A conquista da felicidade. Bertrand Russel. Ediouro. Tradução: Luiz Guerra.
Se não aprecio tanto a abordagem do tema, também não nego a sua fundamental importância. Afinal de contas, a busca da felicidade é o objetivo último da vida. Assim, sem sombra de dúvida, ele vale muito de nossa atenção. Reflexões sobre o tema também propiciam ajudas no seu alcance. O livro tem um belíssimo prefácio, no qual o autor apresenta as razões do livro. Transcrevo-o:
"Este livro não é endereçado aos eruditos nem àqueles que julgam que um problema prático não passa de um tema de conversa. O leitor não encontrará nestas páginas nem filosofias e nem erudição profundas. Pensei em reunir alguns comentários inspirados, segundo acredito, pelo senso comum. O que apenas posso dizer em favor dos conselhos que ofereço ao leitor é que se acham confirmados, por minha própria experiência e observação, e que fizeram aumentar minha felicidade sempre que me conduzi de acordo com eles. Sendo assim, ouso esperar que, entre a multidão de homens e mulheres que sofrem, alguns encontrem aqui o diagnóstico de sua própria situação e sugestões eficientes para resolverem tais questões. Ao escrever este livro, parto da convicção de que muitas pessoas infelizes podem chegar a conquistar a felicidade, se fizerem um esforço bem orientado". Na sequência cita um poema:
"Creio que poderia transformar-me e viver com os animais. Eles são tão calmos e donos de si. // Detenho-me para contemplá-los sem parar. // Não se atarantam nem se queixam da própria sorte, // Não passam a noite em claro, remoendo suas culpas, // Nem me aborrecem falando de suas obrigações para com Deus. // Nenhum deles se mostra insatisfeito, nenhum deles se acha dominado pela mania de possuir coisas. // Nenhum deles fica de joelhos diante de outro, nem diante da recordação de outros da mesma espécie que viveram há milhares de anos. // Nenhum deles é respeitável ou desgraçado em todo o amplo mundo". O poema é de Walt Whitman. Seria este poema uma alegoria ou fonte da qual emanam as causas da infelicidade?

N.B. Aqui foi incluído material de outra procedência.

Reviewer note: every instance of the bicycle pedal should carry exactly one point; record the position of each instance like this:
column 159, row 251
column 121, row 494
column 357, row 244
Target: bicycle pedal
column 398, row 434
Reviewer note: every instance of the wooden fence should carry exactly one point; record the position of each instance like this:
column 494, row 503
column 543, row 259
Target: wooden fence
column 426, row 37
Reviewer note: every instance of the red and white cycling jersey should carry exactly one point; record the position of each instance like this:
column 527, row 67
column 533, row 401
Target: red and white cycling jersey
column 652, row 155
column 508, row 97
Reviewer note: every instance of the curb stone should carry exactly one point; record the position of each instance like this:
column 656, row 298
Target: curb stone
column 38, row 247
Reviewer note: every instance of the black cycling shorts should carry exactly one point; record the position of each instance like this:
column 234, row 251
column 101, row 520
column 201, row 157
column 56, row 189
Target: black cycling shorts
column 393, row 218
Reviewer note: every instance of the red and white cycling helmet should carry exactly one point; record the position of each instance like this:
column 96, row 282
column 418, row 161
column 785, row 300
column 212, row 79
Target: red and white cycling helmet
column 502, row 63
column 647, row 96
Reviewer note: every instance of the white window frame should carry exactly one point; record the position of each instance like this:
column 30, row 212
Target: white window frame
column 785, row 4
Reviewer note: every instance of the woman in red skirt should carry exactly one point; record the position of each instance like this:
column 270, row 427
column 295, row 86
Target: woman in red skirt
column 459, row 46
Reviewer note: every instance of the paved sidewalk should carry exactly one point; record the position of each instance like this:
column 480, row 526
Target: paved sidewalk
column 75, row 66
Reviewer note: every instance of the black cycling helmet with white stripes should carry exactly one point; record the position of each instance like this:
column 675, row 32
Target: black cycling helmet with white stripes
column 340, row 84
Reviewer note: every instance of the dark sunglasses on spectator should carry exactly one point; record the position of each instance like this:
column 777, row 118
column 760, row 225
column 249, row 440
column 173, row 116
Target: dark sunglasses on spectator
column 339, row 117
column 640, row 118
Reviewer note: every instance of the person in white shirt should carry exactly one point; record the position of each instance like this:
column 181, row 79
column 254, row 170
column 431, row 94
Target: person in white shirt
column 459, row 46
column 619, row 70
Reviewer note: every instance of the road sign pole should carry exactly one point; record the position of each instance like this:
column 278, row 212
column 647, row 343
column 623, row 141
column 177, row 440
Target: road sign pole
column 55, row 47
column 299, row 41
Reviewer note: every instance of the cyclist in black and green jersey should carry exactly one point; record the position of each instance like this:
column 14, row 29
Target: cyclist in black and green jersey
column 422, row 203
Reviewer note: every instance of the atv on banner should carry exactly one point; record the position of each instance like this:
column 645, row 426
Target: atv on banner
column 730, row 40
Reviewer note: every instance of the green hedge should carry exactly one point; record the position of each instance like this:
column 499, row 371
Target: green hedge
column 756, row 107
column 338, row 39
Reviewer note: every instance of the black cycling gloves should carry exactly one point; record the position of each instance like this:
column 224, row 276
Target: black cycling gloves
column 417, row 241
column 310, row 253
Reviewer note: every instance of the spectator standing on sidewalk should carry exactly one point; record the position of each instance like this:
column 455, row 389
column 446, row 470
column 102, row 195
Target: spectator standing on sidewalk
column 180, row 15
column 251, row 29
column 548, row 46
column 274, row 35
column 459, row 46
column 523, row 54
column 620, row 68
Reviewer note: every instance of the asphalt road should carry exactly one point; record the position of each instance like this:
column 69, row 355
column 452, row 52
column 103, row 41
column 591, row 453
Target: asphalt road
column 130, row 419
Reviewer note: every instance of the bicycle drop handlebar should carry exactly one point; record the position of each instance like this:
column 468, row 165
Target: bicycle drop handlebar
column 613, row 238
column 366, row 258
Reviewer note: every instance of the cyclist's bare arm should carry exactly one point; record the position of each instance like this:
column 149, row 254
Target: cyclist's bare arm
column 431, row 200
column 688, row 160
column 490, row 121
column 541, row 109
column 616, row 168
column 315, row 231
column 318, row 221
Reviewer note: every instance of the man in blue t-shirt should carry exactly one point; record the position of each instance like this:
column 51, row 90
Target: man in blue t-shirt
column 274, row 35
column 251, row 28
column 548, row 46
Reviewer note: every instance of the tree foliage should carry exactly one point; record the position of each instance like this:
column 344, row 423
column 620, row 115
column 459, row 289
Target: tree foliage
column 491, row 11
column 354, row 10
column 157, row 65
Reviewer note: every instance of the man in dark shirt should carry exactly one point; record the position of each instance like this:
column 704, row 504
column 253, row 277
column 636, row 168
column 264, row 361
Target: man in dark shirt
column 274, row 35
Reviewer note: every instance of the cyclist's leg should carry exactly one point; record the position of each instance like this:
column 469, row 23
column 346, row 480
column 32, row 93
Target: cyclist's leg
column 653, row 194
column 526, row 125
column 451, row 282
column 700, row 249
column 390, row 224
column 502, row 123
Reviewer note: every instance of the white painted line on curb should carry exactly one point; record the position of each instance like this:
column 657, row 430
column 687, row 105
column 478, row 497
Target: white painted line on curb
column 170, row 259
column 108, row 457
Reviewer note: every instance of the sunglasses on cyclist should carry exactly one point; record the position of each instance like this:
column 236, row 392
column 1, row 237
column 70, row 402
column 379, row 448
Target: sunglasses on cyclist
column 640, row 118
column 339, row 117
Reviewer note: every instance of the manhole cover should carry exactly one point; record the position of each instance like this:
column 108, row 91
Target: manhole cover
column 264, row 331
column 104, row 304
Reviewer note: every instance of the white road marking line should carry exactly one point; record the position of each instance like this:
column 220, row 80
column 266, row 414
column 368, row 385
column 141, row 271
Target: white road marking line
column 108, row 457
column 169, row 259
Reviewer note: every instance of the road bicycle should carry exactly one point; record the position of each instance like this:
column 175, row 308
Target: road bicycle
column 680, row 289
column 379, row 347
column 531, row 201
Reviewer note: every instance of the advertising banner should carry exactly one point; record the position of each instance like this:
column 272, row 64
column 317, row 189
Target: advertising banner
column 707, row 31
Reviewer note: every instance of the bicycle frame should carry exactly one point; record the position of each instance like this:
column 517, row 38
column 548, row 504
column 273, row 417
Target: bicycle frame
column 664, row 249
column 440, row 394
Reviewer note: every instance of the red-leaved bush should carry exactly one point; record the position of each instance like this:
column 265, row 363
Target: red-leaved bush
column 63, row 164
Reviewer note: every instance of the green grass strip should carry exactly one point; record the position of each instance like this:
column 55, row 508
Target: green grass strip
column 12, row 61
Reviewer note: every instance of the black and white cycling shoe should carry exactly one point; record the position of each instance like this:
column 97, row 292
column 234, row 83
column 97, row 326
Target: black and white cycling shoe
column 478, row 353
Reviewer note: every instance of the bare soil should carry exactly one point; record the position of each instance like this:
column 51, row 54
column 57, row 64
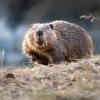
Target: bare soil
column 65, row 81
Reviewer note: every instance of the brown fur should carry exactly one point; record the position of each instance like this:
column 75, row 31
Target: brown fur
column 63, row 41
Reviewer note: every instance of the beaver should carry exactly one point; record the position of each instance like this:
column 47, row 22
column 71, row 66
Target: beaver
column 57, row 41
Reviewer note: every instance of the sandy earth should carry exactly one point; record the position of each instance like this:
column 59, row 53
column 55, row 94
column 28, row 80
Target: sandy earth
column 73, row 81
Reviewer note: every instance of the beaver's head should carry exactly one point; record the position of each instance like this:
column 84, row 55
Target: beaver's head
column 42, row 35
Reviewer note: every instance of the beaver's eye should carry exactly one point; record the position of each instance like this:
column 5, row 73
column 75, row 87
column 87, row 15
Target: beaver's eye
column 51, row 26
column 30, row 26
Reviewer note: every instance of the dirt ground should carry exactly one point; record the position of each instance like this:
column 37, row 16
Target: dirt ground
column 65, row 81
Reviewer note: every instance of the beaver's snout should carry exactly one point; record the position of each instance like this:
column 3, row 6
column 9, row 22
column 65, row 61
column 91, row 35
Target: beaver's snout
column 39, row 37
column 39, row 33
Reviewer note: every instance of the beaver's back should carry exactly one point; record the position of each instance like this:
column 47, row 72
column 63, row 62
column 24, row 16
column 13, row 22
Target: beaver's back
column 77, row 41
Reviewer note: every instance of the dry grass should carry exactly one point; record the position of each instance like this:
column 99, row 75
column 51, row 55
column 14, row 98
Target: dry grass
column 74, row 81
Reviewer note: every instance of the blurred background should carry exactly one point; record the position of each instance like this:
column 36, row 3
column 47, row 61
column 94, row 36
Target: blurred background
column 17, row 15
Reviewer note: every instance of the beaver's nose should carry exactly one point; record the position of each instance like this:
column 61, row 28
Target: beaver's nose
column 39, row 33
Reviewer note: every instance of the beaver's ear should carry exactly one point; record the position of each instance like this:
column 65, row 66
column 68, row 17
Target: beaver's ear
column 30, row 26
column 51, row 26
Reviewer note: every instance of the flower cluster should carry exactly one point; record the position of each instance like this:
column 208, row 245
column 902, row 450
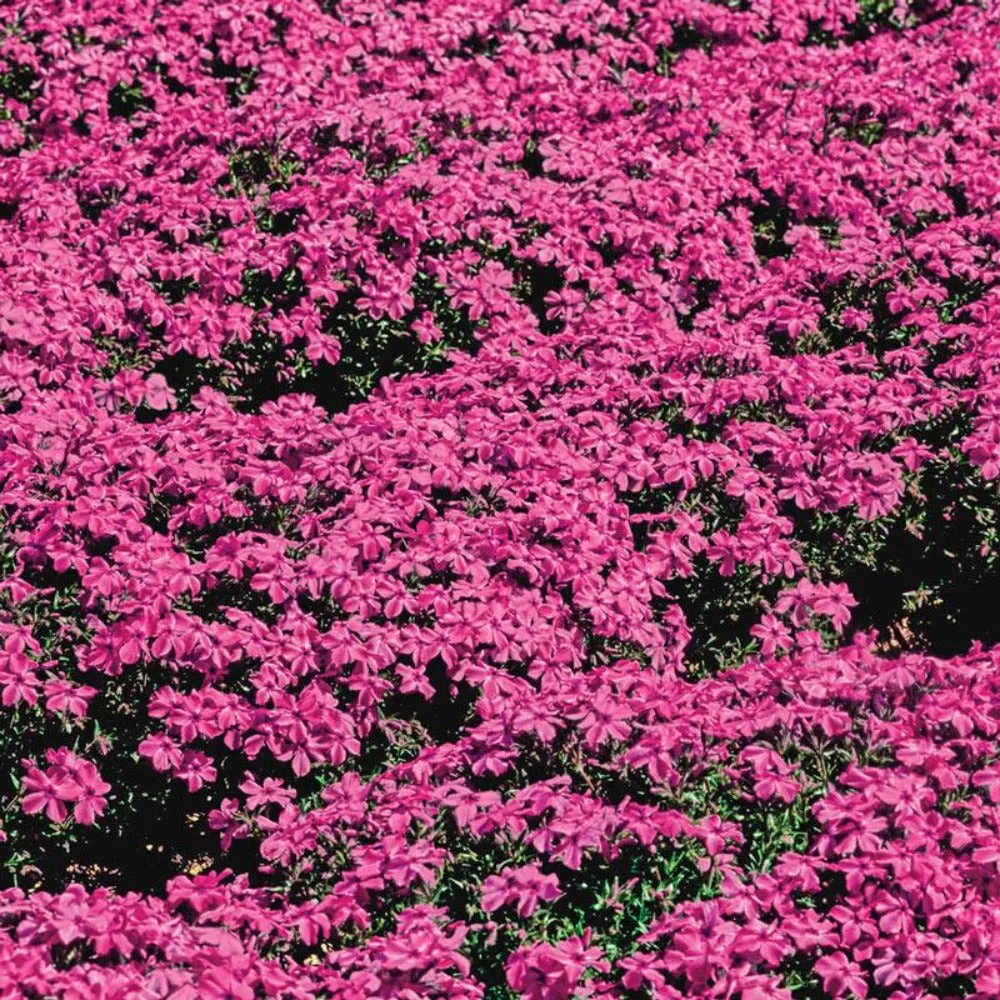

Vamos sublinhar - nem erudição, nem filosofias. Mas vivência. Conselhos confirmados por minha experiência e observação. Ofereço aquilo que deu certo para mim, além de dois princípios fundamentais: esforço e boa orientação. Bem, vamos agora a estruturação básica do livro. Ele está dividido em duas partes: A primeira aponta para as causas da infelicidade e a segunda, o seu oposto, ou seja, as causas que conduzem à felicidade. Um estruturação bem simples.
A primeira parte, qual seja, as causas da infelicidade, tem nove capítulos. É o que devemos evitar. Vou nominá-los: 1. O que torna as pessoas infelizes; 2. Infelicidade byroniana; 3. Competição; 4. Tédio e excitação; 5. Fadiga; 6. Inveja; 7. Sentimento de pecado (remorso, culpa); 8. Mania de perseguição; 9 Medo da opinião pública. Esses sentimentos ou situações estão muito presentes, ou profundamente impregnados na cultura, na civilização ocidental, praticamente como valores dominantes. São, portanto, os fundamentos de uma cultura que contém em si, as causas da infelicidade. O avesso das virtudes. Simples assim. Quanta literatura não existe sobre o tema!...
A segunda parte, qual seja, as causas da felicidade, tem oito capítulos. É o que devemos buscar. Eis a relação: 10. A felicidade é ainda possível?; 11. Entusiasmo; 12. Afeição; 13. Família; 14. Trabalho; 15. Interesses impessoais; 16. Esforço e resignação; 17. O homem feliz. Recomendações daquilo que deve ser buscado. O livro não é longo. São 210 páginas.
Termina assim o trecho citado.